Introduction:
Photodynamic therapy (PDT) is based on the photochemical activation of a photosensitizer to generate reactive oxygen species (ROS) that induce cell death. Hypericin is a natural photosensitizer, but its clinical utility is restricted by poor solubility and limited intracellular accumulation. Liposomal encapsulation improves its stability, delivery, and phototoxic performance. This study evaluates cellular uptake, photocytotoxicity, and migration inhibitory effect following PDT using a liposomal hypericin formulation in breast cancer models.
Methods:
Liposomal hypericin was prepared by the thin-film hydration method. Breast cancer cell lines MCF-7 and MDA-MB-231 cells were incubated with free or liposomal hypericin, and cellular uptake was quantified by flow cytometry based on intrinsic hypericin fluorescence.

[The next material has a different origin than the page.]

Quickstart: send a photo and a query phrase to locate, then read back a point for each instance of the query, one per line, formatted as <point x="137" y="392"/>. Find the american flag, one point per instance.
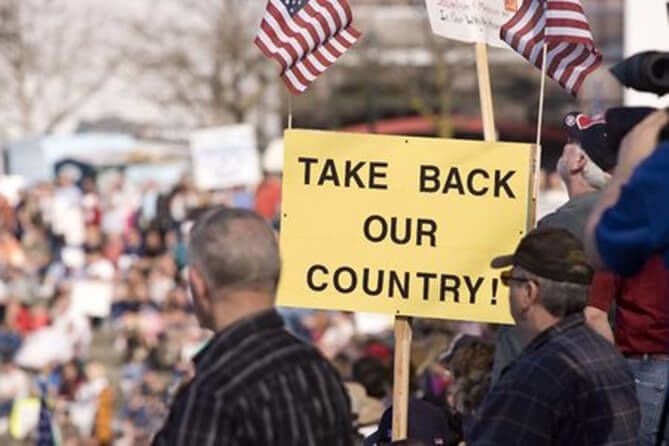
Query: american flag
<point x="305" y="37"/>
<point x="563" y="26"/>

PDT was performed using orange-light irradiation, followed by assessment of cell viability using the MTT assay. The effect of PDT on cancer cell migration was examined with a wound healing assay by observing scratch closure over time.
Results:
Flow cytometry showed time-dependent changes in intracellular hypericin uptake in both cell lines. Despite the lower fluorescence intensity of liposomal hypericin compared to the free compound, the liposomal formulation produced effective and reproducible light-dependent cytotoxicity with minimal dark toxicity, demonstrating high phototoxicity and low toxicity in the absence of light. PDT with liposomal hypericin also significantly reduced cancer cell migration, reflecting ROS-mediated effects.
Conclusions:
Liposomal encapsulation enhances the photochemical safety and therapeutic applicability of hypericin by enabling controlled delivery and effective PDT responses. These findings support liposomal hypericin as a promising photosensitizer with improved translational potential for photodynamic cancer therapy.